Reducible sequence generators

I’ve written in the past about making functions in core that generate sequences (specifically cycle, iterate, and repeat) directly reducible in CLJ-1603. The approach described there was to implement a new class (in Java) that directly implemented both the ISeq and IReduceInit interfaces, making something that can act as both.

When Stu Halloway screened the ticket he expressed some concerns about this approach as it introduced a lot of new Java code. Admittedly, this gave me pause as well. Rich suggested that maybe I was working too hard on creating something that was both a seq and reducible and instead creating something that was seqable and reducible.

Based on that suggestion, I created a new version of the patch that used deftype to create something that was Seqable (and returned the same seq implementation used in the past) and IReduceInit for these functions. This worked great and introduces a small amount of Clojure rather than a large amount of Java, also pleasing.

Here’s an example for cycle with a few annotations:

;; This is the original definition of cycle, renamed as cycle-seq
(defn- cycle-seq
  [coll] (lazy-seq
           (when-let [s (seq coll)]
             (concat s (cycle-seq s)))))

;; New deftype implementing Seqable and IReduceInit
(deftype Cycle [coll]
  clojure.lang.Seqable
  (seq [_] (cycle-seq coll))  ;; just call the old impl

  clojure.lang.IReduceInit
  (reduce [_ rf init]
    (loop [ret init
           s coll]
      (let [rr (rf ret (first s))]
        (if (reduced? rr)
          @rr
          (let [s (next s)]
            (recur rr (if (nil? s) coll s)))))))

  ;; declaring as Sequential will cause the seq to be used for nth, etc
  clojure.lang.Sequential)

;; New cycle implementation typically constructs a Cycle,
;; except for the special case of an empty collection to cycle
(defn cycle
  "Returns a lazy (infinite!) sequence of repetitions of the items in coll."
  {:added "1.0"
   :static true}
  [coll] (if-let [c (seq coll)]
           (->Cycle c)
           ()))

One thing that needed to be handled was that deftype is not defined until relatively late in clojure.core. The definition of cycle, iterate, and repeat had to be moved much later, till after deftype is defined.

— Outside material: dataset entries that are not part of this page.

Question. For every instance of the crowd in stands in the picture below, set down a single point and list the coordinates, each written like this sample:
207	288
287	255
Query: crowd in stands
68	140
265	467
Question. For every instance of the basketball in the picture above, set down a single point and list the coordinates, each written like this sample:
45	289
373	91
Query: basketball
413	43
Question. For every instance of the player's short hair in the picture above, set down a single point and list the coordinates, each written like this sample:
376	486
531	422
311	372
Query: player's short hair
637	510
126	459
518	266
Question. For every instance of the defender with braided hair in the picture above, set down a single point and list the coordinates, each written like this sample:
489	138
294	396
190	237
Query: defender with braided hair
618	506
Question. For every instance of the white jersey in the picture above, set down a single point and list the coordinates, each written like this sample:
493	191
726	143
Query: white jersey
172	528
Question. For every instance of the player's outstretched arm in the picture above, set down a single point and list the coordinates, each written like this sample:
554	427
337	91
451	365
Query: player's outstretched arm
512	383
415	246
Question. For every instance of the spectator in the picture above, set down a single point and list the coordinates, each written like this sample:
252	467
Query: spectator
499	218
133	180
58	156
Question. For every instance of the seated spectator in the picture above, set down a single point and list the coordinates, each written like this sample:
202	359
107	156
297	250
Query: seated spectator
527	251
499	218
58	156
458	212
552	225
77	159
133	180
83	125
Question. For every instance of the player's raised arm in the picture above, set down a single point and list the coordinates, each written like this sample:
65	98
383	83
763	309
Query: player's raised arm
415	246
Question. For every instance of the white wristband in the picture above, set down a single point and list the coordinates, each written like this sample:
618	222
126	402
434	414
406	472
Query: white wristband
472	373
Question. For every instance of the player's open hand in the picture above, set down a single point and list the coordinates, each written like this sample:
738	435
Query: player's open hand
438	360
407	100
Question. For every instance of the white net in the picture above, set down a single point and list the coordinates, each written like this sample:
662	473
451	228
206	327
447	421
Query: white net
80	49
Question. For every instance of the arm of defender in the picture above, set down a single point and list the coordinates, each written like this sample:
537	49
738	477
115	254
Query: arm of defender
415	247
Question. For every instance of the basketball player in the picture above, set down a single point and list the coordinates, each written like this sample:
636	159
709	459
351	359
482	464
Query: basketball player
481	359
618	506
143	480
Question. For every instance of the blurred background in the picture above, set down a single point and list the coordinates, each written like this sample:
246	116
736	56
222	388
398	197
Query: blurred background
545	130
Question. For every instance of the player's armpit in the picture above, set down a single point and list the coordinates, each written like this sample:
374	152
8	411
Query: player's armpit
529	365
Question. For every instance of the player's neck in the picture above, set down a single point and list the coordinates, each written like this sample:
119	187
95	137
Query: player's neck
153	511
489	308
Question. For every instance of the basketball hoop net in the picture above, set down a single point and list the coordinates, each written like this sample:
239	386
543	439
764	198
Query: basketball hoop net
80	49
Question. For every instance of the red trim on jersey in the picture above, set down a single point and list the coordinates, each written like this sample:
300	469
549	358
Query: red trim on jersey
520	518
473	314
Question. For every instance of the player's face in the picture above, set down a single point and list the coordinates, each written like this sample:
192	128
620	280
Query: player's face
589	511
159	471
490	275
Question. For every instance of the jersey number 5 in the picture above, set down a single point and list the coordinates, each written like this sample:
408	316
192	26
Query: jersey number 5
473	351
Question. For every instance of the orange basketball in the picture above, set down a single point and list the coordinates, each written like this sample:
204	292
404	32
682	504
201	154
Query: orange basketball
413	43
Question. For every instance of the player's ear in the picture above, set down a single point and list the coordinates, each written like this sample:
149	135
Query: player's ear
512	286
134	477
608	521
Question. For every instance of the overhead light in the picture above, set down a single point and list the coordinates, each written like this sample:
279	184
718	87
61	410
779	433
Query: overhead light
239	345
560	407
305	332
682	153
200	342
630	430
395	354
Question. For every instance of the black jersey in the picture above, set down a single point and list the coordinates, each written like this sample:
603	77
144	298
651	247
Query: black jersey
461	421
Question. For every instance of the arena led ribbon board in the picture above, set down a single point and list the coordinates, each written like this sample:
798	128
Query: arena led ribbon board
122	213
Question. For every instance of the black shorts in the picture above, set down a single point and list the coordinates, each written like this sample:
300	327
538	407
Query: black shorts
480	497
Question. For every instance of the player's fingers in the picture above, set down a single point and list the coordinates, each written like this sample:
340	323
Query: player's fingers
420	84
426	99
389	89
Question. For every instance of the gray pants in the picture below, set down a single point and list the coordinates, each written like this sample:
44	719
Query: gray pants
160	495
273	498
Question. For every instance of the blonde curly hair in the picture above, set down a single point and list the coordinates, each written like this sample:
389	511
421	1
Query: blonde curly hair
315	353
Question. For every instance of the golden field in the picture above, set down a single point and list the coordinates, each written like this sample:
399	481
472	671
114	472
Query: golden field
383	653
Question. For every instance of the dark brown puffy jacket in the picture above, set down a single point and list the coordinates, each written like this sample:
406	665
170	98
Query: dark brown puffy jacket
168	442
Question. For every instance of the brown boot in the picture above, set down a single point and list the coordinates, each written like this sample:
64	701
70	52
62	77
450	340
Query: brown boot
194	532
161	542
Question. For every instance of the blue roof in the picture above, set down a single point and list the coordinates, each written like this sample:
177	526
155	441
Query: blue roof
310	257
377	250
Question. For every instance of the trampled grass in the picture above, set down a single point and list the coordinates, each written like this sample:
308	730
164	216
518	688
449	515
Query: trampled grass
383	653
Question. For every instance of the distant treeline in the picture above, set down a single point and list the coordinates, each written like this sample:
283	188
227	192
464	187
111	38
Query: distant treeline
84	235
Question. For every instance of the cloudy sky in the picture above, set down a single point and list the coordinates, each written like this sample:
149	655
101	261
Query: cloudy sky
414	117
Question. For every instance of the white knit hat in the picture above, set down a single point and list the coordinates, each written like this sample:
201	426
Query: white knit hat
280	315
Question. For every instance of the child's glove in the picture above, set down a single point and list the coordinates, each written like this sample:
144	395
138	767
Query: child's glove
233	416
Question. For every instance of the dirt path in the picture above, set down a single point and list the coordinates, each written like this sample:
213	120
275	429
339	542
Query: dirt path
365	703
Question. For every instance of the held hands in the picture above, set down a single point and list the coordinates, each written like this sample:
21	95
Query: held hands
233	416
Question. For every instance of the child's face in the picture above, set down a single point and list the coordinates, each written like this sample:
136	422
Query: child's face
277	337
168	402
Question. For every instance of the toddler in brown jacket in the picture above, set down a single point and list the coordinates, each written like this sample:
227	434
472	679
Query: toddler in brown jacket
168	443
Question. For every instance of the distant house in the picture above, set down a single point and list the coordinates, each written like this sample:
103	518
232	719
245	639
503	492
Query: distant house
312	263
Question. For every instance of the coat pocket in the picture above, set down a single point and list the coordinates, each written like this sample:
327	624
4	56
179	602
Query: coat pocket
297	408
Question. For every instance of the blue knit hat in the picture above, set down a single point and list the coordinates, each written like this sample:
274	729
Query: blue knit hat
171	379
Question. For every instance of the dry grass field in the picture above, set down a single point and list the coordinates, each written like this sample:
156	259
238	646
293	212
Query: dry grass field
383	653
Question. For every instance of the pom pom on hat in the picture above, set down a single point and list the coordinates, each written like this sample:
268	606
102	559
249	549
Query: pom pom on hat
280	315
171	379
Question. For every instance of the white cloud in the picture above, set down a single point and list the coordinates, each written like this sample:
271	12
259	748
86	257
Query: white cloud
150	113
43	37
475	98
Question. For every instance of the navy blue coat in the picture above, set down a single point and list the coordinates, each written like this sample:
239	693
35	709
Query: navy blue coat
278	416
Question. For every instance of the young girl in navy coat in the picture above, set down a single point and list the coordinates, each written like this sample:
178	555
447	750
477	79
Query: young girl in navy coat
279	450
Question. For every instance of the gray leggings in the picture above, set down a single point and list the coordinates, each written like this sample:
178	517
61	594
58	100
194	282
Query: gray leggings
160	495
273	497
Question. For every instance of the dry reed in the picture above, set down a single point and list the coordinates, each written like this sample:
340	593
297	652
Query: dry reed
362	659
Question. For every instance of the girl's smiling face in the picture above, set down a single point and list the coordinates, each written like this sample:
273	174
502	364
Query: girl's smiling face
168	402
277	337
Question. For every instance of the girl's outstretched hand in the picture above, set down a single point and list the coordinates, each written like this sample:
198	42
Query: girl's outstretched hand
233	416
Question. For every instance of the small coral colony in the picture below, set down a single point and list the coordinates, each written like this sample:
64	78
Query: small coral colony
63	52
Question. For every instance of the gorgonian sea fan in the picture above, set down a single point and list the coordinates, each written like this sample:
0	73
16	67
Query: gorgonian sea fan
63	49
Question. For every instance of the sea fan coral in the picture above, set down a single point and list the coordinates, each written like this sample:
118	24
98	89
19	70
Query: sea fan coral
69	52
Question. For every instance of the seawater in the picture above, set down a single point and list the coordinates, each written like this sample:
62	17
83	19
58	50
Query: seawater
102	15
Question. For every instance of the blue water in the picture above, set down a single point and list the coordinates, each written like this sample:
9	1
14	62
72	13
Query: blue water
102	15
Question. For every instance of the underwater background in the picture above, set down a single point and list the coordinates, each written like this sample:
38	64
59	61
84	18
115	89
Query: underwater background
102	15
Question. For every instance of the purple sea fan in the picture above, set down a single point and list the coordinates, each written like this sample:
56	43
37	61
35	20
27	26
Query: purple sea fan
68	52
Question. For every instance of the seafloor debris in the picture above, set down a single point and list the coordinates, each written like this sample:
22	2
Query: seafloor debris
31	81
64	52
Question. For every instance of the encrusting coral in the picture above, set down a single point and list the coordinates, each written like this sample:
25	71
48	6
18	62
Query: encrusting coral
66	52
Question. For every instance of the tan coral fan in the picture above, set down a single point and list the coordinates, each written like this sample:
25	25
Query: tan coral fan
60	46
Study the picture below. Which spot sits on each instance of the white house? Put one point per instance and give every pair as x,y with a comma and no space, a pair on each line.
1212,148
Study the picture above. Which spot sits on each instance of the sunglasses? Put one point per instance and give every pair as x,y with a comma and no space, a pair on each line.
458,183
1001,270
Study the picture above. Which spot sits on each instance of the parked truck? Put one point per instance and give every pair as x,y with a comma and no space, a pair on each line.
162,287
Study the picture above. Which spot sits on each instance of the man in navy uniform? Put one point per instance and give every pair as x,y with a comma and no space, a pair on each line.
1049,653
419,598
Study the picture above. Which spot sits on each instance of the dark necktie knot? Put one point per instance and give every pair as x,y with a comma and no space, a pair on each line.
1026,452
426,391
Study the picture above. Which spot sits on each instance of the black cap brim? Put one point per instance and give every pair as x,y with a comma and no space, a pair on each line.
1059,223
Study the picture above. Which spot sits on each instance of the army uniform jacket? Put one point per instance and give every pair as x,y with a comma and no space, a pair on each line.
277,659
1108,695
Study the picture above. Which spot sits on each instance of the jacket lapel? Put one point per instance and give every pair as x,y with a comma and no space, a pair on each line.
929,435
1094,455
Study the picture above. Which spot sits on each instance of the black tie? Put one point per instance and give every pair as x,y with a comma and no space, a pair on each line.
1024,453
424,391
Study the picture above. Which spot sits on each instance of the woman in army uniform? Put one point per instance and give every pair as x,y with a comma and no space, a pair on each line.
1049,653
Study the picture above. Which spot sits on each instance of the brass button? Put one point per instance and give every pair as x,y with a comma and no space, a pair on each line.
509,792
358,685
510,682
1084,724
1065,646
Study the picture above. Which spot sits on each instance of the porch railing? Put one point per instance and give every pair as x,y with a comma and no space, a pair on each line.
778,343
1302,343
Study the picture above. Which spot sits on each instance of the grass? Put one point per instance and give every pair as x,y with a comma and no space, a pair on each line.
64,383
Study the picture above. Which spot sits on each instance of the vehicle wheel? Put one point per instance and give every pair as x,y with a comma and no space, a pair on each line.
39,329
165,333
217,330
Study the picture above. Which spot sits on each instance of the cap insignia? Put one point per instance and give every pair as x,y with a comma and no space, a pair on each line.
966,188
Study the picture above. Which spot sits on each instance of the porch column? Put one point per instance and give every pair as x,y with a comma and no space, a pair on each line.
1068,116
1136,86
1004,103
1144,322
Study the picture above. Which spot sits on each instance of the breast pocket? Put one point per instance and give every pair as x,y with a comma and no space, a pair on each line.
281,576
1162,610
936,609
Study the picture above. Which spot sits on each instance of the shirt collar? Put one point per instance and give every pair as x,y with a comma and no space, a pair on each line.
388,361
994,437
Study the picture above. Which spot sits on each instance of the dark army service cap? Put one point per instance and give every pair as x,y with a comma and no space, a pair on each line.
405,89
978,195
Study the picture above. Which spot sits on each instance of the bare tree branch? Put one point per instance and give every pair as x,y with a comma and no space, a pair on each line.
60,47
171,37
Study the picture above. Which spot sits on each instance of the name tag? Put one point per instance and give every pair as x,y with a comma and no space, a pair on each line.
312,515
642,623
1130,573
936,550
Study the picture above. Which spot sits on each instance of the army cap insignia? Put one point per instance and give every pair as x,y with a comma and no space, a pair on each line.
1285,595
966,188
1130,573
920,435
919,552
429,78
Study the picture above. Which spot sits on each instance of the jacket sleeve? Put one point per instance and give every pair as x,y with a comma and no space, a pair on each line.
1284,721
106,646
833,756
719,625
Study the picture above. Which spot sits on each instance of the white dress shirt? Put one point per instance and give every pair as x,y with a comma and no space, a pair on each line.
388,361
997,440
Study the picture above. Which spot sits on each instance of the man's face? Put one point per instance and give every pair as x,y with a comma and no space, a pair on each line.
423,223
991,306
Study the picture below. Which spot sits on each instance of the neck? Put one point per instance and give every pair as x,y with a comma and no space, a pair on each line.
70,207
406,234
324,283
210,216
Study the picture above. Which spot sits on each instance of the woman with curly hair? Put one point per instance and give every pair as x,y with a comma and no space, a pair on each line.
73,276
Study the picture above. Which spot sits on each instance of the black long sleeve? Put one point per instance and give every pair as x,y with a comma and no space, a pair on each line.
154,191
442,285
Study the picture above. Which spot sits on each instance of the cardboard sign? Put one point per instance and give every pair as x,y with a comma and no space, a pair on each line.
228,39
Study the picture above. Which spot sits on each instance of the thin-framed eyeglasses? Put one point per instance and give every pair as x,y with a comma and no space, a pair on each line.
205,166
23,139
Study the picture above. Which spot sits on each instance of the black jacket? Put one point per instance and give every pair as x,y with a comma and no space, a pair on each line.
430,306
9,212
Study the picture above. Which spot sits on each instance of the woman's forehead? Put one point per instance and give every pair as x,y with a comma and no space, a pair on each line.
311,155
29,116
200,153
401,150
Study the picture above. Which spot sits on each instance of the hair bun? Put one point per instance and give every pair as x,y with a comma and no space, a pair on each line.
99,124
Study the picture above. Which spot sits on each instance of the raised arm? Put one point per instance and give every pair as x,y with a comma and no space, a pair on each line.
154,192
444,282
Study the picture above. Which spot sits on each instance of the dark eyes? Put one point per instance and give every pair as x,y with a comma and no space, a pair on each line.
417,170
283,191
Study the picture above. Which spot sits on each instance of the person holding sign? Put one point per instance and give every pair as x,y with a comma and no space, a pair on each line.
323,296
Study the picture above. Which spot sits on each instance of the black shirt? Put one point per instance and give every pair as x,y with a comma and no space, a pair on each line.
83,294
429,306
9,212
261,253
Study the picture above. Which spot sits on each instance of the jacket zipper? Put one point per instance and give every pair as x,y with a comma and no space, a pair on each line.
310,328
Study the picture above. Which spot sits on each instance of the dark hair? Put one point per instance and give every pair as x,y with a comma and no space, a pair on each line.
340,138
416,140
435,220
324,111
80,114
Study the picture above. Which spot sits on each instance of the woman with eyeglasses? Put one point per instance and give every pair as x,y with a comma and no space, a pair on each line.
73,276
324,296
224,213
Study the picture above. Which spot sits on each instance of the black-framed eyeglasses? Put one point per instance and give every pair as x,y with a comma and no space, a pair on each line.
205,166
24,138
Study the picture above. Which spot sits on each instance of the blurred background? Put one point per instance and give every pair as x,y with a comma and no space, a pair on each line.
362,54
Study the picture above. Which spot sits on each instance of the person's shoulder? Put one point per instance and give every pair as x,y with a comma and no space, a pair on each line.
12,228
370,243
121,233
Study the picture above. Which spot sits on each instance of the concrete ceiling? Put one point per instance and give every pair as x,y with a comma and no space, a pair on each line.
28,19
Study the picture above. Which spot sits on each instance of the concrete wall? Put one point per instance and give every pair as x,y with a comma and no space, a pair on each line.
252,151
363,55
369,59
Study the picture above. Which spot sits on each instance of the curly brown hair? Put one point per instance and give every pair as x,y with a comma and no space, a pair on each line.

For cycle and iterate this was not a big deal, but repeat is used in a number of places making that unworkable by itself. Instead, I used the same technique used for reduce by supplying an internal version of repeat (repeat1) that is used until deftype is defined and the real version of repeat can be created.

One tradeoff with the deftype approach is that while reduce has comparable performance gains, seq does not gain any of the benefits of the all-Java approach, so performance is about the same as in prior releases when walking as a sequence.

Note: This patch has been screened but not yet included in a release and may still undergo changes.

Written on January 18, 2015